X-DOMES Ontology Registry: Standards-based description of environmental sensor metadata, including provenance, is paramount to automated data discovery, access, archival, processing, as well as quality control and assessment.
OGC Sensor Web Enablement (SWE) - Overview: See also U.S. Integrated Ocean Observing System (IOOS) adaptation of SWE Common Data Model Encoding Standard. SWE Common can accommodate multi-stations, multi-sensors, and multi-variables and, thus, would seem to be an alternative to TSML. The trade of is reduced availability for metadata.
OGC Moving Features SWG: Purpose and application focus of this SWG are somewhat different from those of the TSWG moving “platform” use case (Sec.2-f); but, there are overlapping elements and interests.
Geodesy Markup Language (GeodesyML): International
effort to develop a standard way of describing (encoding) and sharing geodetic data and metadata via machine-to-machine interface. Though potentially applicable to the UNAVCO use case (Sec. 2-b), GeodesyML currently can only be used with data from GNSS instruments.
Recommendations
The TSWG formally ends with this final report. However, the ongoing interactions with the OGC TSML SWG, other relevant OGC groups, and user communities with common interests (Sec. 5) will continue. The aim is to ensure, as much as possible, the TSWG requirements are incorporated into future versions of TSML (Sec. 4) or are satisfied by other non-TSML options (e.g., SWE Common).
Though the TSWG requirements have yet to be incorporated into TSML (in part because the OGC version update process is a deliberate one), the work that has been done by the TSWG should, minimally, obviate the need of individuals or groups with similar interests and requirements as those of the TSWG to retrace the same exploratory path that has led to this report.
The TSWG’s main recommendation to ESDIS and to any producers of time series data is to adopt the TSML as an ESDIS community standard, as it currently exists (v1.2).
… pending 2.0 to possibly incorporate tswg reqts not currently in tsml
… options for other than TSML (e.g., SWE)

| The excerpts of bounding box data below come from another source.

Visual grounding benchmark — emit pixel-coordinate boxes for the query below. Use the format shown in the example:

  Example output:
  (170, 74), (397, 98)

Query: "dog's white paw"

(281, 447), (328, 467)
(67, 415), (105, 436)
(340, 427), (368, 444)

Use an established standards (e.g. OGC) whenever possible (should be obvious but too many projects try to bake their own formats, perhaps lack of knowledge of options)
(to projects, etc.) Use TSML v1.2
(to ESDIS) Adopt TSML v1.2 (exists, community standard, apps available) ref. Section 2
Options needed at present to satisfy some requirements as discussed in use cases; ref. Sec. 6e (SWE). Add text on use case 6 and OGC moving features std as something to be investigated.
(to ESDIS and the NASA Earth science community) Work to get a more complete v2.0 that incorporates TSWG recommendations by participating in the OGC TSML SWG
Tech note aimed at data producers to be released to the public?
From Steve O’s 5/25 email:
The recommendation should probably be something along the lines of
Use an established standards (e.g. OGC) whenever possible (should be obvious but too many projects try to bake their own formats)
Some guidelines on when to use OGC TimeseriesML
Some guidelines on when to consider other OGC standards such as Moving Features or SWE.